Report: Climate tech investments surge fivefold since Paris Agreement

Ever since the Paris Agreement came into effect, climate tech investments have surged around the world, growing nearly five times from $6.6 billion in 2016 to over $32 billion in 2021.

According to a study conducted by promotional agency London & Partners and Amsterdam-based database management company Dealroom, the U.S. has been at the forefront of this shift, with climate tech companies in the country drawing a total of $48 billion during the five-year period. China ($18.6B), Sweden ($5.8B), the United Kingdom ($4.3B), and France ($3.7B) continue to follow loosely behind.

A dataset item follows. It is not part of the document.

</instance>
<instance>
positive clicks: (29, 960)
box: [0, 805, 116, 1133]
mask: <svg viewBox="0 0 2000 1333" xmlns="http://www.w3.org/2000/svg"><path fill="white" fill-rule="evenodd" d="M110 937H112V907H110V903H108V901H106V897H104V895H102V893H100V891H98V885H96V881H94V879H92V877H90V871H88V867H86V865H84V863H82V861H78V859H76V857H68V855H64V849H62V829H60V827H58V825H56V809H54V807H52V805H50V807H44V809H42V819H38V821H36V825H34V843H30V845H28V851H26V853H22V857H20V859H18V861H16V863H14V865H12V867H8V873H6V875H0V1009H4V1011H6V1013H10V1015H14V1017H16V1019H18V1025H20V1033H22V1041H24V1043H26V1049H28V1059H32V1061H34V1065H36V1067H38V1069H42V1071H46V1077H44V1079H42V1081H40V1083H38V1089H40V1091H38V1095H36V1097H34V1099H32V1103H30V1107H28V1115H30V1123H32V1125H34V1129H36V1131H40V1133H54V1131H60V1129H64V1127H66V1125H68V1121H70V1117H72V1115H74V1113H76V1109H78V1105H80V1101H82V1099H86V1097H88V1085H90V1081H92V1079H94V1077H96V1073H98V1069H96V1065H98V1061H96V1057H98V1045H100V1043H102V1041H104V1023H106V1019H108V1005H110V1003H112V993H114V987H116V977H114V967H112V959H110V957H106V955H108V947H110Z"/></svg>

The figures clearly show how important companies that are applying technologies to reduce greenhouse gas emissions or impacts of climate change have become in the global economy and in the eye of investors. In the US and Canada region, climate tech investments grew nearly six times, from $2.9 billion in 2016 to $17 billion in 2021. Meanwhile, Europe and Asia have seen nearly sevenfold and twofold growth, respectively.

U.S.: The climate tech hub

London & Partners and Dealroom examined over 5,100 global startups to understand the growth of the climate technology segment since the Paris Agreement — aimed at limiting global temperature rise to 1.5C by 2050.

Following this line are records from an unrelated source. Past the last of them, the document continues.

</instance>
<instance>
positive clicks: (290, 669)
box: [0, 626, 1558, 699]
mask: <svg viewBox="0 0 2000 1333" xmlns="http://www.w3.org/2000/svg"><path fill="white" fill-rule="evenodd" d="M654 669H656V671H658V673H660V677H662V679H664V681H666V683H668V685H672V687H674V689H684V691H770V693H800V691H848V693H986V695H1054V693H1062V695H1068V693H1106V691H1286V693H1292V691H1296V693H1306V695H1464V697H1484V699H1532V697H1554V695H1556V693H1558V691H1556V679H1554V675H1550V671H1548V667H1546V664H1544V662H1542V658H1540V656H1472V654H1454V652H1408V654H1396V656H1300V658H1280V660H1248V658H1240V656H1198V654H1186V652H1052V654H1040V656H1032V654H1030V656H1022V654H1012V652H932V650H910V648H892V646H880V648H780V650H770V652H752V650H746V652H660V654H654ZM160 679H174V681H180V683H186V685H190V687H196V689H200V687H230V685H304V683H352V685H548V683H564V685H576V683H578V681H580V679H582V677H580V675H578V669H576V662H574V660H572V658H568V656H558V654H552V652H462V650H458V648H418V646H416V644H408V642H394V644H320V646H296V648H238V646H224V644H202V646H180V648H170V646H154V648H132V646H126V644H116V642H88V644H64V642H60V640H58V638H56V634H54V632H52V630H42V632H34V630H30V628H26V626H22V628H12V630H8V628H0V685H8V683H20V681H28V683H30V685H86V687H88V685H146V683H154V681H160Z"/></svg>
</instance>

The firms found that American climate tech startups have been more successful not only in drawing venture capital but also at scaling. As many as 43 unicorns currently operate out of Greater Los Angeles, Greater Boston, New York, and the Bay Area, which cumulatively drew close to $31 billion over five years. Plus, 61 more are on track to hit unicorn status in the near future.

No other part of the world is close to having these many climate tech unicorns or this much investment.

“This demonstrates both the growing demand for more sustainable technologies from consumers in the U.S. and how the U.S. is leading the way for producing solutions to tackle climate change,” Stephen Feline, director of North America at London & Partners, told VentureBeat in an email.

“The U.S. has a more mature climate tech ecosystem than anywhere else in the world, and its scale-ups are producing game-changing companies in this space. We anticipate investment levels to continue to rise as a focus on climate change dominates the political landscape, business community, and the public at large — thus attracting the increasing attention of global investors,” he added.

Energy, transportation remain focus

Globally, the report notes, about 80% of the climate tech investment has been directed to the energy and transportation sectors, which covers companies such as Tesla and Sunnova. The remaining 20% remains unevenly distributed between food, enterprise software, and the circular economy startups. The latter includes companies working in the fashion and home living industry, as well as those operating in secondhand, refurbished product segments.

Meanwhile, in London, most of the focus has been on the energy sector. The city continues to be the U.K.’s climate tech hub, with more than 400 active startups and more than sixfold investment growth over the last five years.

“Home to the largest cluster of climate tech companies in Europe and a thriving ecosystem of dedicated VC funds and accelerators alongside world-class researchers and talent, London’s tech sector is coming together to tackle the global climate crisis,” Laura Citron, CEO at London & Partners, said in a statement.

“London and U.S. cities like the Bay Area, Los Angeles, and Boston are amongst the leading hubs for climate tech, and this creates lots of opportunities for us to share ideas, talent, and innovation,” she added.